The term pirate is a complete misnomer. In reality, pirates are altruists that prevent black-market information economies from forming. The term ‘pirate’ (as in bootlegger, not yarr) used to mean somebody who made copies of products who then sold these for profit. Now, partially in thanks to the **IA’s propaganda campaign, pirate generally means file sharer. Digital pirates do not profit from their piracy. A dedicated seeder on a public BitTorrent server has no motivation other than altruism and an expectation of reciprocated altruism for when he needs a file. Sharing is caring. Without these altruistic pirates, there would be a lot of black markets for desirable data where pirates would be charging for access to copies of other people’s information. This is in effect what the industries are trying to do with DRM another attempted anti-piracy measures, but practically speaking, DRM is irrelevant because any DRM’d media will fall through the ‘analog hole’ and be freely redigitizable. Ultimately, the information will be freed.
In a sense, we are all pirates. This is in the nature of our relationship with information. Humans aren’t good at keeping secrets, information wants to be be free. This is facilitated incredibly rapidly by the internet. A good example of this would be last year’s AACS Key Controversy. In a black market infoconomy, the key (09 F9 11 02 9D 74 E3 5B D8 41 56 C5 63 56 88 C0, just for good measure) would have been very valuable to anybody wanting to build their own HD-DVD player. However, the nature of information means that once one copy can be made, an unlimited number of copies can be made, so there is no stopping information’s inevitable spread.

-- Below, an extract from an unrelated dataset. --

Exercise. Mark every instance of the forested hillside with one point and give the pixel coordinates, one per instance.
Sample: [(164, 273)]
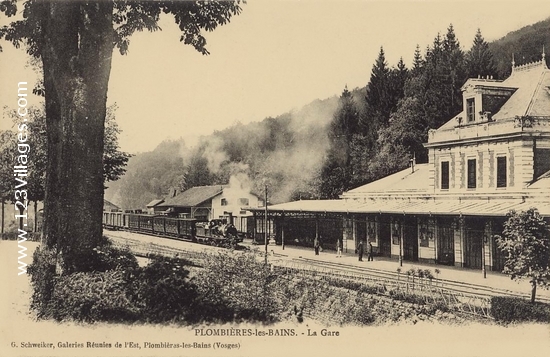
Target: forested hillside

Despite these drawbacks, I still find cryptofinance to be quite fascinating and I do think that it’s influence on the economy will grow, just much slower and to a lesser ultimate degree than May and Stephenson envisioned. Financial cryptography is still being developed academically and as part of military intelligence. The 12th annual Financial Cryptography and Data Security 2008 Conference will be held in Cozumel, Mexico in a few weeks. Would anybody like to send me there?

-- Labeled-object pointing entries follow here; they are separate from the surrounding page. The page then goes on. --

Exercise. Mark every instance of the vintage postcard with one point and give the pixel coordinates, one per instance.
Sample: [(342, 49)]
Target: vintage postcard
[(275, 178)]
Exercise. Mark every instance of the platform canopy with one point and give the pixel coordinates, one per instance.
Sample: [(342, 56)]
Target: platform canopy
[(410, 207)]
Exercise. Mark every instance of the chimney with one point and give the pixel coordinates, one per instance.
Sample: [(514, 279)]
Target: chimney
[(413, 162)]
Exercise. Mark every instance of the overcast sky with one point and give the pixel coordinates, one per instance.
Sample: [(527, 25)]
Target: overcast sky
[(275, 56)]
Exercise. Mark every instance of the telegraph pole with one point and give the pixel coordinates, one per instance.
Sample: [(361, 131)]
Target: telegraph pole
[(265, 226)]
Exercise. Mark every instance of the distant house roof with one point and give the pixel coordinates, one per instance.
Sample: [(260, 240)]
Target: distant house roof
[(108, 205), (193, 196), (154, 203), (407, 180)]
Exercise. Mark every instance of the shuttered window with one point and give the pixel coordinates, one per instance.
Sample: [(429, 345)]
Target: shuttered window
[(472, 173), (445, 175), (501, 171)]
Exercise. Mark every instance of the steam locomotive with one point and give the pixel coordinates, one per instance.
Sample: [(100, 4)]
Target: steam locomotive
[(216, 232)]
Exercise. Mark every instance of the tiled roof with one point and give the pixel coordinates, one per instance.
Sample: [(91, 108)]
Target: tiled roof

I’ll finish this article with a selection from another Tim May essay, True Nyms and Crypto Anarchy (which I can’t find in it’s entirety, although a large chunk of it is available on Google Books):
Crypto anarchy is the cyber spatial realization of anarcho-capitalism, transcending national boundaries and freeing individuals to consensually make the economic arrangements they wish to make..
[It] ensures that men with guns cannot be brought in to interfere with mutually agreed-upon transactions, the only kind of economics interaction possible in crypto anarchy. Some people will of course scream “Unfair!” and demand government intervention, which is why strong cryptography will probably be opposed by the masses, unless of course, they are wise and take the long view. This may smack of elitism, but I have very little faith in democracy. De Tocqueville warned in 1840 that, roughly translated, “The American Republic will endure, until politicians realize they can bribe the people with their own money.” We reached that point several decades ago..
To put it bluntly, crypto anarchy basically undermines democracy: it removes behaviors and transactions from the purview of the mob. And once crypto is deeply entwined into the fabric of life and commerce, it will be too late to pull the plug.